Как всегда в критической ситуации, она подумала о Герциле, его мудрости и суровости. Ее разум прояснился. Она низко наклонилась над ближайшими следами. Речная вода стекала по отпечаткам пяток, размягчая их прямо у нее на глазах. Отпечаткам всего несколько секунд от роду.

Она повернулась в страхе. Теперь она услышала это: широкий, рассеянный звук, как будто множество людей или существ двигались почти бесшумно. Сердцевина звука находилась на слишком большом расстоянии, чтобы доноситься с самого острова. Берег. Или другие лодки. Что бы это ни было, группа больше не была в одиночестве.

Таша осторожно отошла от плота, затем повернулась и бросилась вдоль берега, увеличивая дистанцию между собой и этим невидимым войском. Она сделала не более десяти шагов, когда из тумана материализовался Пазел.

— Не двигайся, Таша, — прошипел он.

Пазел стоял как вкопанный.
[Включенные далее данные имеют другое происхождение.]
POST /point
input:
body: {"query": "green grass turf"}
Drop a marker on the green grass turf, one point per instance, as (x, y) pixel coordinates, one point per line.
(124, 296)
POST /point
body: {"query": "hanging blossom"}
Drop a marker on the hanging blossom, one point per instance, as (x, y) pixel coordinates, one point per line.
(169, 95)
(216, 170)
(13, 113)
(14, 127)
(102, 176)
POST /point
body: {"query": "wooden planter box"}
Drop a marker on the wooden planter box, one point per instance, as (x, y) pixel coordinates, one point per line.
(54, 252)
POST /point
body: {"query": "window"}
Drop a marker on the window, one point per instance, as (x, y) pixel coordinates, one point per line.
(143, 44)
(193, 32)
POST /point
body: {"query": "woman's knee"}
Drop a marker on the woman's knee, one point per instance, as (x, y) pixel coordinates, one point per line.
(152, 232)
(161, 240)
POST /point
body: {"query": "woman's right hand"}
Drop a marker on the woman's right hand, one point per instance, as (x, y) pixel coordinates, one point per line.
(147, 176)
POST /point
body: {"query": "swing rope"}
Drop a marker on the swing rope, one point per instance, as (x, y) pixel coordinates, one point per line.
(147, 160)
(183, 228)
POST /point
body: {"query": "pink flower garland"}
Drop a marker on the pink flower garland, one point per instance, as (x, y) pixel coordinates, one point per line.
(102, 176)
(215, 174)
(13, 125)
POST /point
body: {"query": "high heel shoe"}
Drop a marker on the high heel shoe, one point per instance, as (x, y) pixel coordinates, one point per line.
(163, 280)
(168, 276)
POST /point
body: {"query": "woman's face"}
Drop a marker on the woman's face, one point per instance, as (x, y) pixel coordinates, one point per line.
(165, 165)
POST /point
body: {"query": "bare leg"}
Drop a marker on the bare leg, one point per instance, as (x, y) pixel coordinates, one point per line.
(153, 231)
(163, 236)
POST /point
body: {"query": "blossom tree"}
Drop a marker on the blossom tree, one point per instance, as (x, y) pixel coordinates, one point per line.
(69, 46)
И в следующее мгновение она поняла почему. Лицом к нему стоял хратмог, сжимая огромный топор с обоюдоострым лезвием. С его черного меха капала вода; во рту виднелись длинные белые клыки. Плечи под курткой из грубой кожи были огромными.

Теперь глаза существа были устремлены на нее. Он был на голову выше любого из них. Она затаила дыхание, мышцы ее напряглись от дурного предчувствия. Хратмог потрогал свой топор.

Затем Пазел заговорил: одно-единственное слово на жестком, гортанном языке, которого Таша никогда не слышала. Существо дало неуверенный ответ, его голос был похож на рычание медведя.

— Он боится нас — боится людей, — пробормотал Пазел на арквали. — По его словам он не знал, что этот остров принадлежит Пропавшему Народу, Людям. Его доставили сюда по приказу своего начальника с дальнего берега. Он сожалеет о том, что нарушил наш покой.

— Он думает... мы мертвы?

Пазел кивнул, затем снова заговорил на языке хратмогов. Существо отступило на шаг.

— А где остальные? — прошептала Таша.

Пазел покачал головой: понятия не имею. Хратмог опустил свой топор. Таше показалось, что дышать стало легче. Это было не так.

— Плот разрушен, — сказала она.

Пазел бросил на нее встревоженный взгляд. Затем его взгляд вернулся к существу.

— Верно, — сказал он, — мы призраки, понимаешь? И мы просто... собираемся... отойти.

Они начали медленное отступать, шаг за шагом, осторожно.

— В реку, — сказал он, — пока не скроемся из виду. Потом мы поплывем.

— Но нырять нельзя, — сказала она. — Рамачни нас предупреждал...

— Я знаю.

Они пятились от берега, пока вода не достигла им колен. Хратмог наблюдал, не двигаясь. Его очертания уже расплывались в тумане. Пазел пробормотал последнее слово существу, и Таша тихо выдохнула. Его Дар только что снова спас их.

Затем ее ноги наткнулись на что-то в воде. Она обернулась. Второй хратмог плавал рядом с ней лицом вверх. Из его горла торчала стрела. Несмотря на то, что существо было совершенно мертвым, оно все еще сжимало древко стрелы одной рукой.

Чья стрела? У их отряда не было луков.

Внезапно хратмог на острове бросился вперед, прищурив глаза. Когда он увидел тело, то запрокинул голову и издал чудовищный вой. С дальнего берега в ответ раздались десятки голосов. Но хратмог не стал дожидаться своих товарищей. Два безволосых существа были не призраками, а обманщиками, убийцами. Он поднял свой топор и бросился в атаку.

Таша схватила Пазела за рубашку и отшвырнула его себе за спину. Они попятились назад, пытаясь забраться поглубже, но затем хратмог занес огромный топор над головой, готовясь метнуть его, и Таша увидела свою смерть. Вода замедлила ее движение. Она подставляла лезвию свою грудь.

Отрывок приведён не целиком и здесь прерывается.